Google Glass Exits Incubation and Enters the Nest
However you feel about the emerging wearables market, many rightfully have found the notion of Google Glass over the top. Given its obvious potential to distract one's attention, it should be illegal to wear them on the streets and certainly when driving.
Google's announcement yesterday that it will end the Google Glass experiment on Jan. 19 was inevitable since all experiments come to an end. On the other hand, Google has a history of labeling new products or services either tests or beta for an extended amount of time -- remember when Gmail was a beta product for more than five years despite the fact that millions were using it?
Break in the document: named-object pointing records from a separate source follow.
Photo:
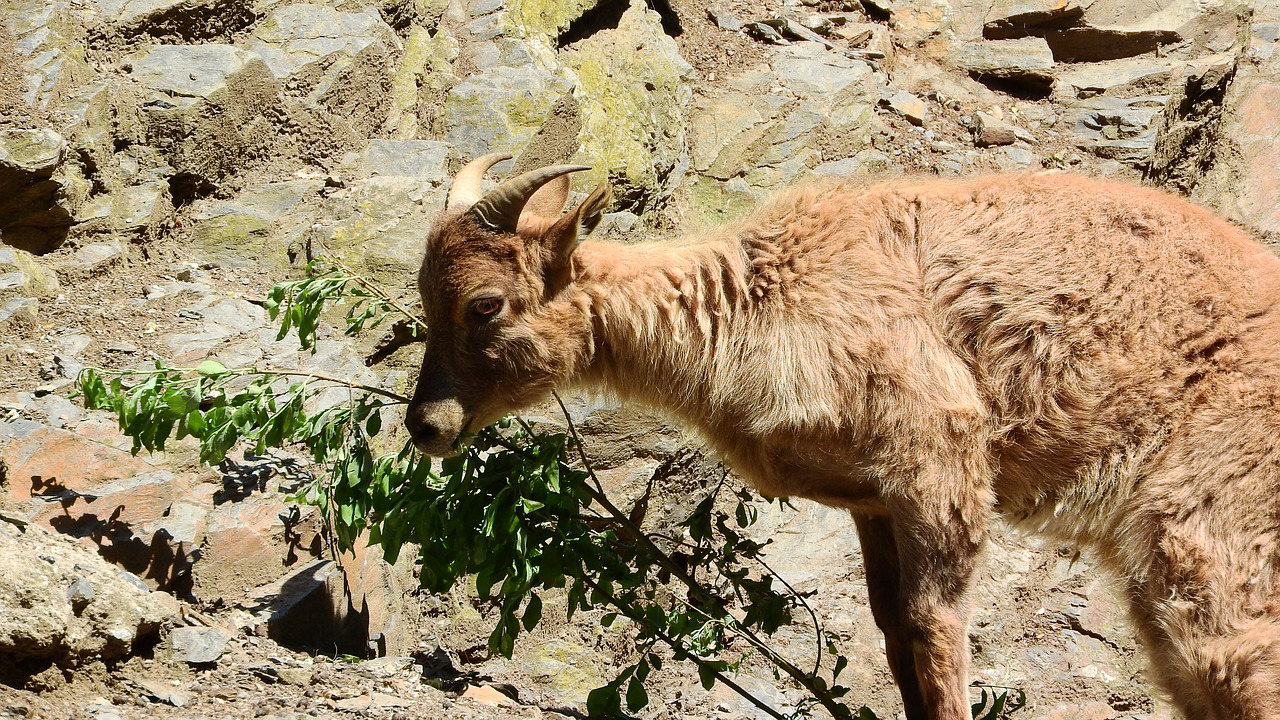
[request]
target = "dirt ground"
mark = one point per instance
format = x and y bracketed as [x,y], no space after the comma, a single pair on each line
[259,678]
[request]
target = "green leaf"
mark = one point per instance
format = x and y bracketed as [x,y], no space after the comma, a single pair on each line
[603,702]
[211,369]
[707,674]
[636,696]
[533,613]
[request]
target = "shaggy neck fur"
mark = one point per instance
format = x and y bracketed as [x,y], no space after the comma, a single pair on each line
[662,317]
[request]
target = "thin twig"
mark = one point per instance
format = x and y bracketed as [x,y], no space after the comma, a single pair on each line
[663,560]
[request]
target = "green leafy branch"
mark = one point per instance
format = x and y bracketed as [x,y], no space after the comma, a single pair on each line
[512,513]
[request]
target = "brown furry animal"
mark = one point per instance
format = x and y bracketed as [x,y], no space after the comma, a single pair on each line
[1092,360]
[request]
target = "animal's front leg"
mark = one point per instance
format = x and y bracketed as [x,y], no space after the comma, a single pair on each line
[883,591]
[938,537]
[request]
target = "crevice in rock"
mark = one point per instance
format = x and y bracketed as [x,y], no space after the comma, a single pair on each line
[1093,45]
[1188,141]
[1024,89]
[604,16]
[186,187]
[219,19]
[670,18]
[1031,26]
[608,14]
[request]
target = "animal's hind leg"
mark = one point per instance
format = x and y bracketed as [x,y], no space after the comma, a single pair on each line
[938,542]
[1238,675]
[883,589]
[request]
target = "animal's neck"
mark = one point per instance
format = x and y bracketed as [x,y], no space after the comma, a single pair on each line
[662,317]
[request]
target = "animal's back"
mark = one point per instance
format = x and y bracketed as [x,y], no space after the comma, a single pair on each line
[1109,327]
[1097,318]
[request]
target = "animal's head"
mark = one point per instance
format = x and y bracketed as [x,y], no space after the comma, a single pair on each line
[504,327]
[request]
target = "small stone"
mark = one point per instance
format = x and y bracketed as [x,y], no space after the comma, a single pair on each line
[387,666]
[723,19]
[485,695]
[199,646]
[300,677]
[81,593]
[18,311]
[908,105]
[766,33]
[990,131]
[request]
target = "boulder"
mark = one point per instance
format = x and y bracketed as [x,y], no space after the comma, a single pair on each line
[23,274]
[339,63]
[549,18]
[1217,140]
[257,227]
[1025,63]
[1016,18]
[504,104]
[33,204]
[183,21]
[632,131]
[990,131]
[211,110]
[65,605]
[46,33]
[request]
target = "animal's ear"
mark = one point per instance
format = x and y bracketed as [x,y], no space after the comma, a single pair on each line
[563,236]
[548,201]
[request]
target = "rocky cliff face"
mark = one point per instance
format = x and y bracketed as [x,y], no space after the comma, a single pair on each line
[163,162]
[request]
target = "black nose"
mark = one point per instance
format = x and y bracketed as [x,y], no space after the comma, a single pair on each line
[421,429]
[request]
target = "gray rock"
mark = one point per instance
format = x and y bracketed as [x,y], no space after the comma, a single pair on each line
[420,159]
[23,274]
[33,205]
[764,32]
[135,212]
[256,227]
[376,224]
[725,19]
[209,108]
[296,36]
[41,620]
[92,258]
[28,155]
[199,646]
[1025,62]
[501,108]
[809,69]
[46,36]
[222,318]
[1016,158]
[990,131]
[188,73]
[18,311]
[1011,18]
[906,105]
[1217,137]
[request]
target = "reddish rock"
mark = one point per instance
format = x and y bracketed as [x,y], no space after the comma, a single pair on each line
[40,460]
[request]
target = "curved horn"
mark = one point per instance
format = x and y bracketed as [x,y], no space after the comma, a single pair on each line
[499,209]
[466,185]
Certainly millions weren't using Google Glass and given its $1,500 price tag, it's also not surprising that Jan. 19 is the last day Google will offer it. The company's announcement yesterday that it is moving Google Glass from the Google X research labs headed by Glass chief Ivy Rose into the Nest unit run by Tony Fadell makes sense.
Nest is the company that manufactures and sells network-enabled smart thermostats, which Google acquired last year for $3.2 billion. A few months later Nest also acquired Dropcam for $55 million, the provider of cameras which, like its thermostats, have built-in Wi-Fi connectivity.
Some reports are cheering the demise of Google Glass though the company seems to have future plans for it. Hopefully the Nest division will focus Google Glass on the practical usage: for vertical and specialty functions that can give medical practitioners and all kinds of field workers a tool to do useful things they are now incapable of doing.